With gentle fingers, Teal probed the wound. “It’s not deep.”
“Still more than a scratch.” The corner of Pierce’s left eye twitched.
Pierce was calm. Pierce was cool. Pierce was collected. He didn’t have tics. Until now.
He turned his gaze on Flynn. “You should have caught her.”
“Look, can we not talk about how completely I fucked uptonight? Some of us are having a crisis here.” The tightness near Flynn’s mouth belied his flippant tone. Did he feel guilty? Because guilt and regret were not Flynn’s things. He did as he pleased, to hell with the consequences.
What was happening to the men I called brothers? Whatever it was, I didn’t like it. “We ride. Now.”
“Now?” Teal’s question was a challenge in disguise.
We’d barely survived the night. And that was when we were well rested. We couldn’t spend a second night in the forest. Wounded and exhausted, we’d make easy pickings for the wolven or wraiths. Not to mention that pesky arrive-on-time-or-die problem. “We ride.”
“What about Haven?” he demanded.
I turned to face him. “We’ll take turns carrying her.

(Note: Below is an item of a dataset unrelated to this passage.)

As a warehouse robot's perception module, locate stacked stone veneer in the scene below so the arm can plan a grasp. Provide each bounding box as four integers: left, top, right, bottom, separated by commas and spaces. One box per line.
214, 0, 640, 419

The horses?”
Teal pressed the pads of his fingers into the earth, and the barn he’d created with vines appeared. He scrunched his eyes shut, and the doors opened, revealing the five horses.
“I don’t get why you can do that for the horses but not for us.” Flynn sounded annoyed.

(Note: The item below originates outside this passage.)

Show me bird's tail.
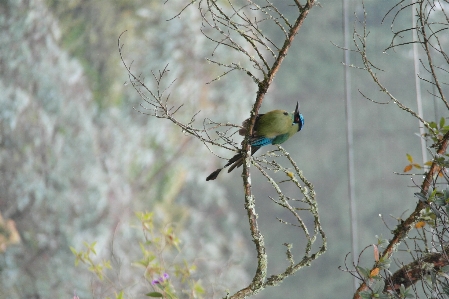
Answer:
[206,146,260,181]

Teal shook his head. “There’s something about the magic in these woods. It won’t let me protect myself.” He glared at the trees. “I hate this place.”
We quickly saddled our mounts, then I climbed atop Caspian, and Pierce lifted the shield into my arms. She really was a pretty thing. Even unconscious and bloodied, there was something about her that made it hard to look away. Dangerous thinking. Especially dangerous when she kept secret after impossible secret. What else was she hiding? “Let’s get out of this fucking forest before it kills us.”
Chapter
Twenty-One
TEAL
Thank the gods the cursed forest was behind us. We rode through fallow fields marked by low stone walls and the occasional cow. The sun beat down upon us, and sweat trickled between my shoulder blades. I shifted in my saddle, trying to ignore the dull ache in my biceps.
Haven, who fit in my arms as if she belonged there, moaned softly.
“She’s waking up.” Too high. Too eager. Too hopeful. I cleared my throat and tried again in a lower register. “She’s waking up.”
Flynn, who rode ahead of me, cast a smirk over his shoulder. I’d make him pay for that later.
Grayson urged Caspian forward until he was beside me. “About time. I have questions.” He’d been fuming since he’d learned she’d thrown ice spears at the wolven and saved us with a combination of fire and wind.
“If she doesn’t want to answer?” I studied Haven’s face. Without anger twisting her features, she was even more breathtaking. High cheekbones. Full lips. Winged brows.And definitely still unconscious. Worry twisted my gut, she’d been out for too long.
Grayson scowled at me. “She has more magic than we thought.”
“That’s not a question.”
My horse’s ears flicked as if it was following the conversation.
“You want questions? How much magic does she have? What kind? Why did she keep it a secret?”
“Perhaps she didn’t want to be forced from her home and used as a weapon.” Pierce’s cool expression belied his words’ sharp edge.
Grayson answered with a low growl. “She’s a shield.”
“She has a name. It’s Haven. And she’s more than a shield.” Pierce’s voice was still mild. Deceptively mild. Dangerously mild. Pierce usually found women grasping or weak. A waste of his precious time. But Haven? Even unconscious in my arms, she drew his focus. “You knew she was special when you took her.”